A free market legal group is suing the Environmental Protection Agency (EPA) for allegedly stacking a scientific advisory panel on air pollution with researchers who had received more than $190 million in grants from the agency.
The Energy & Environment Legal Institute (EELI) is suing EPA on behalf of the Western States Trucking Association and Dr. James Enstrom, a retired University of California-Los Angeles epidemiologist who was blacklisted for challenging EPA claims about particulate matter.
“The EPA has stacked the panel, which is required by law to be independent and unbiased, with researchers who have received over $190 million in discretionary grants from the EPA,” said Steve Milloy, an attorney with EELI, in a statement.
“This clearly violates the law and makes a mockery of the notion of ‘independent’ scientific review,” he said.
The EPA relies on a panel of scientific advisers, called the Clean Air Scientific Advisory Committee, to validate the science underlying key clean air regulations pushed by the agency. In this case, EELI is asking the court to prevent the EPA from convening a panel tasked with reviewing the science behind agency regulations on fine particulate matter, or PM2.5.

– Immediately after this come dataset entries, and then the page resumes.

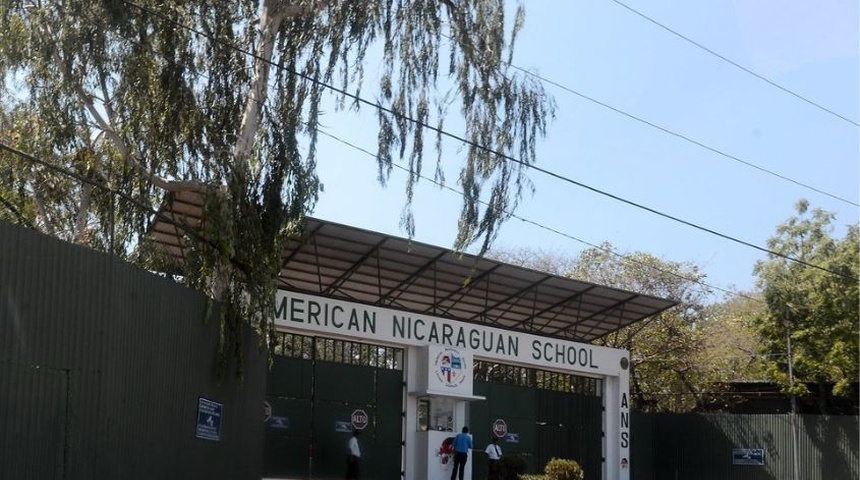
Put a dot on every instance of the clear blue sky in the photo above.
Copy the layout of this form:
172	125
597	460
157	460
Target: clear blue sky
604	51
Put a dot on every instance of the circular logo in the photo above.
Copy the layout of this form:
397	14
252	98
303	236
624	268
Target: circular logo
359	419
450	367
500	428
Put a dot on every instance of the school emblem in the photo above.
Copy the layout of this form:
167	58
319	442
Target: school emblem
450	367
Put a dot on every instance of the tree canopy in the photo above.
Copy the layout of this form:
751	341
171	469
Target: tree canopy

EELI believes the agency has stacked the panel with researchers who will rubber stamp EPA rules regulating PM2.5. EPA also relies on claimed PM2.5 reductions for the majority of health benefits in some of its largest regulations on power plants.

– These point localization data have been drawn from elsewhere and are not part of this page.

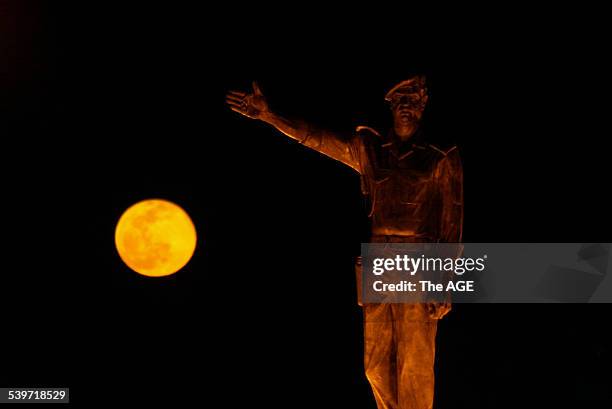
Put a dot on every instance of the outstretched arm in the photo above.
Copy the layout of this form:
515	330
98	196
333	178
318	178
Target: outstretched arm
254	105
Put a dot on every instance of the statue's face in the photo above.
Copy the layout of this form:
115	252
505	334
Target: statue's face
407	109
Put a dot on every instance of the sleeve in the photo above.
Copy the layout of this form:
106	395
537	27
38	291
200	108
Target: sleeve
335	146
450	183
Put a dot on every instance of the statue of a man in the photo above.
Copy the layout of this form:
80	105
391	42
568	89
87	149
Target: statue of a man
416	195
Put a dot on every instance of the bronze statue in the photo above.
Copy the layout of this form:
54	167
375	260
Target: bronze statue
416	195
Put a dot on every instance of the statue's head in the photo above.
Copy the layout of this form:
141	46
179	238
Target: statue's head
407	100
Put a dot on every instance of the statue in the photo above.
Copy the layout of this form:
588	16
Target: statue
416	195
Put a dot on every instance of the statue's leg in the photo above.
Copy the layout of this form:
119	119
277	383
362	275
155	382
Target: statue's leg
379	354
416	346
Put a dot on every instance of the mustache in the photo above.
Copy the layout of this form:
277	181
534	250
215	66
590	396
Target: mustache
408	113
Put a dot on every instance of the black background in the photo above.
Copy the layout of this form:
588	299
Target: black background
106	105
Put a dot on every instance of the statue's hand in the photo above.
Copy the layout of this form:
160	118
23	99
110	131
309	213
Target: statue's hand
252	105
437	310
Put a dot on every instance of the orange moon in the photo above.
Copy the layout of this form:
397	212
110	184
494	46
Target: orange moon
155	237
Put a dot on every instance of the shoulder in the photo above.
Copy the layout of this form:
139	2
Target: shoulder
442	152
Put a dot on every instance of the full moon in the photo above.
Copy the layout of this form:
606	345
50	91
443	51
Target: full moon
155	237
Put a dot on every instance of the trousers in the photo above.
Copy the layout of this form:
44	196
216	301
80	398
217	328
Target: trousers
399	355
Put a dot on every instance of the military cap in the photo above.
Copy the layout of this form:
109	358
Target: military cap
410	86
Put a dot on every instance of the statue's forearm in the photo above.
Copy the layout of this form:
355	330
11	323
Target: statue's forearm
295	129
328	143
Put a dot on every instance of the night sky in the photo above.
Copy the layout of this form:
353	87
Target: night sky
105	105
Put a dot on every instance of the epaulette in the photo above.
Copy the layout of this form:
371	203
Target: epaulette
361	128
441	151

Some 24 of the 26 members of EPA’s PM2.5 panel have gotten or are the current recipients of EPA grants. In total, panel members have gotten more than $190 million from the agency, according to EELI. Milloy says this violates the federal laws requiring such scientific advisory panels be “independent.”

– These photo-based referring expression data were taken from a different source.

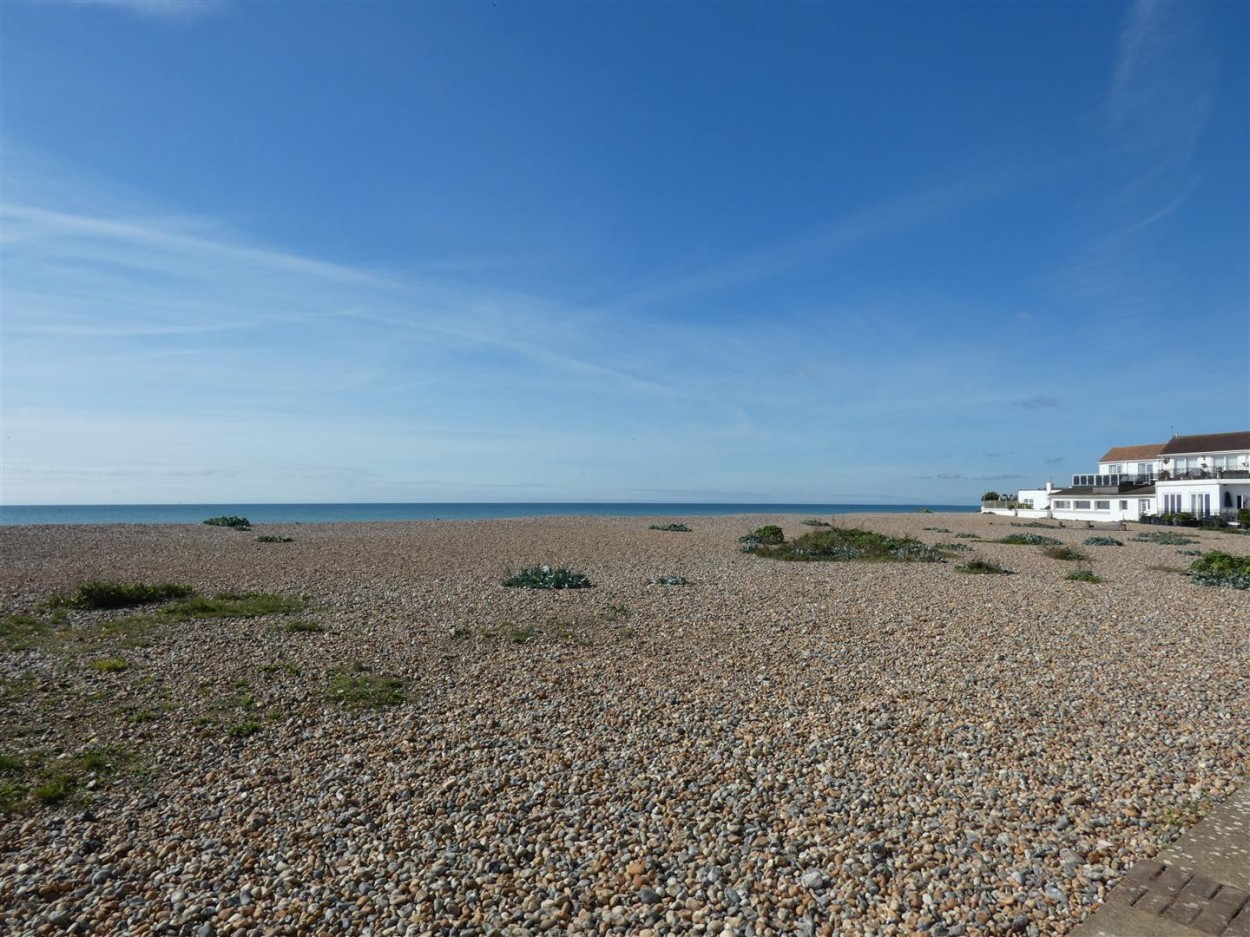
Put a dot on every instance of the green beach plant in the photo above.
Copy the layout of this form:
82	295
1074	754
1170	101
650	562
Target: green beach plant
546	577
1220	569
839	544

EELI isn’t alone in pointing out potential problems with using scientific advisers financially reliant on EPA. Earlier this year, Oklahoma Republican Sen. Jim Inhofe sent a letter to the EPA, criticizing the agency for selecting advisers who benefit from federal largesse.
In 2014, Texas Republican Rep. Lamar Smith pointed out that many science panel members were often peer-reviewing regulations based on their own research, corroding the integrity of the peer-review process.
“Not only does the EPA pay researchers to produce controversial research that advances its PM2.5 regulatory agenda, but the agency pays the very same researchers to review their own controversial work,” said Milloy, who also runs the blog JunkScience.com and has been involved in the PM2.5 debate for years.